Yoo, a former World Bank official, has long observed how trade can connect economies and, more profoundly, people. He said the most positive result of the U.S.-South Korea Free-Trade Agreement wasn't commerce, but "a reaffirmation of the strong alliance."

Such links are critical in a region buffeted by Beijing's territorial aggression and Pyongyang's proliferation. Which is just one more proof that Trump's scuttling of the Trans-Pacific Partnership (TPP) pact between the U.S. and 11 other Pacific nations was a major geostrategic error (Hillary Clinton, his 2016 opponent, opposed it wrongly, too).

Last October Yoo traveled to North Korea to discuss opportunities should an opening occur. He left unimpressed with the "terrible" infrastructure but hopeful about the economic and political possibilities.

"My impression is that even though it is an uphill battle and bumpy road to finally open up North Korea, [the momentum] is not reversible," Yoo said.

And yet, in a vivid display of the vicissitudes of Pyongyang's opaque politics, the key North Korean official Yoo met — Kim Yong-chol — was the subject of intense speculation just days after our interview when a South Korean newspaper reported that he had been sentenced to hard labor after the failure of the Hanoi summit (he later surfaced with Kim Jong Un, but appears to have been downgraded).

The hope of some eventual thaw was still afloat at the Busan Port Authority, where officials detailed extensive expansion plans for what is already the world's second-leading transshipment port.

A harbor tour on the Sae Nuri Ho ferry showed the extraordinary scale of the existing operation. But the earnest officials pointing to maps were no match for the glee of a group of touring students who crowded the lower deck. Amid massive cranes and container ships they couldn't contain themselves, laughing and taking selfies like kids everywhere.

Kids everywhere, however, is not always the norm in today's South Korea, which has among the lowest birthrates of any country, concerning many about the trajectory of the economy, and more profoundly, the nation.

The youth on the ferry represented yet another generation coming of age in a nation increasingly tied to the world but estranged from fellow Koreans, held hostage by the North Korea's dynastic dictatorship.

At times, generations in the South seem divided on reunification. "There are some concerns about it because there might be some economic shock due to reunification," Lee Joo-ah, editor-in-chief of the EWHA Womans University newspaper, said. "There is a very big difference between generations because younger people are mostly positive about it but older generations, they think negatively on reunification because they have bad memories about the Korean War."

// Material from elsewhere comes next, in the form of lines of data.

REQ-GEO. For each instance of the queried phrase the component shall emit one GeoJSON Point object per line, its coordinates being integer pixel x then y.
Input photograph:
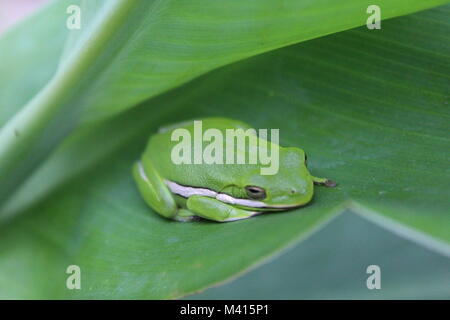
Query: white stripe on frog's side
{"type": "Point", "coordinates": [186, 192]}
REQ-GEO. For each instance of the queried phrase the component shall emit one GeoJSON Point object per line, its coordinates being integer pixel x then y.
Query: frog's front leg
{"type": "Point", "coordinates": [153, 189]}
{"type": "Point", "coordinates": [213, 209]}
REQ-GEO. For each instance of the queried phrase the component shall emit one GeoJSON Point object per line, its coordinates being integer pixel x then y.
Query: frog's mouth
{"type": "Point", "coordinates": [186, 192]}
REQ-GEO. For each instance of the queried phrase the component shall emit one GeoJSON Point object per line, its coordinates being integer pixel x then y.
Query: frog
{"type": "Point", "coordinates": [220, 191]}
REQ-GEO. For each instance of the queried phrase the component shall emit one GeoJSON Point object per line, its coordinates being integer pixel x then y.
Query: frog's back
{"type": "Point", "coordinates": [160, 146]}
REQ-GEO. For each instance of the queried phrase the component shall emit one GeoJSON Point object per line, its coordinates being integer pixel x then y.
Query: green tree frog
{"type": "Point", "coordinates": [218, 189]}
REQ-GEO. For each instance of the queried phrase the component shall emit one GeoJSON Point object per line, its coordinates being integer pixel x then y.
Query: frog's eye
{"type": "Point", "coordinates": [256, 193]}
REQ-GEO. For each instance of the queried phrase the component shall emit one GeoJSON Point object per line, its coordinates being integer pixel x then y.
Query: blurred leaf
{"type": "Point", "coordinates": [315, 269]}
{"type": "Point", "coordinates": [369, 107]}
{"type": "Point", "coordinates": [128, 51]}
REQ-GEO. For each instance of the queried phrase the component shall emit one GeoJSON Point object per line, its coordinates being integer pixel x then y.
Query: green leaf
{"type": "Point", "coordinates": [128, 51]}
{"type": "Point", "coordinates": [369, 107]}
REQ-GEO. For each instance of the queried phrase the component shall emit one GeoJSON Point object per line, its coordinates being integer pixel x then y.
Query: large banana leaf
{"type": "Point", "coordinates": [128, 51]}
{"type": "Point", "coordinates": [369, 107]}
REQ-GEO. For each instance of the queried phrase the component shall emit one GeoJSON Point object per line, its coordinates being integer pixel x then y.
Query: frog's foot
{"type": "Point", "coordinates": [324, 182]}
{"type": "Point", "coordinates": [213, 209]}
{"type": "Point", "coordinates": [184, 215]}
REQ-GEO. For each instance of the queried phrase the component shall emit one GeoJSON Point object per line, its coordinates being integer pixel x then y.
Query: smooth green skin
{"type": "Point", "coordinates": [291, 187]}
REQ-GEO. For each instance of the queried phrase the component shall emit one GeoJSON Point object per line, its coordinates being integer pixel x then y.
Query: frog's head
{"type": "Point", "coordinates": [291, 187]}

This may in fact be true for some elderly Koreans. But some seared by the war, like Kim Ick Sun, born in what is now the North in 1935, remembers his youth ripped asunder by the violence and depravity of the war that's left him in the South ever since.

With a clear memory, he recounted his harrowing experience of losing loved ones and his place in the world. With a clear grasp of the challenges, he ended his life's story with his hopes for one Korea.

"Reunification is not a simple thing," Kim said. "Kim Jong Un will not give up his power because he has to protect the Kim family's kingdom. I think this is a tragedy of the Korean people."

Wary yet wistful, Lee concluded by saying, "I am looking for that day, and we have to make an effort so unification is possible. So I remain hopeful."

Kim Ick Sun, like most Koreans, never enjoyed the luxury of the Korean War being "forgotten."

Maybe, someday, the schoolkids on the Sae Nuri Ho ferry will.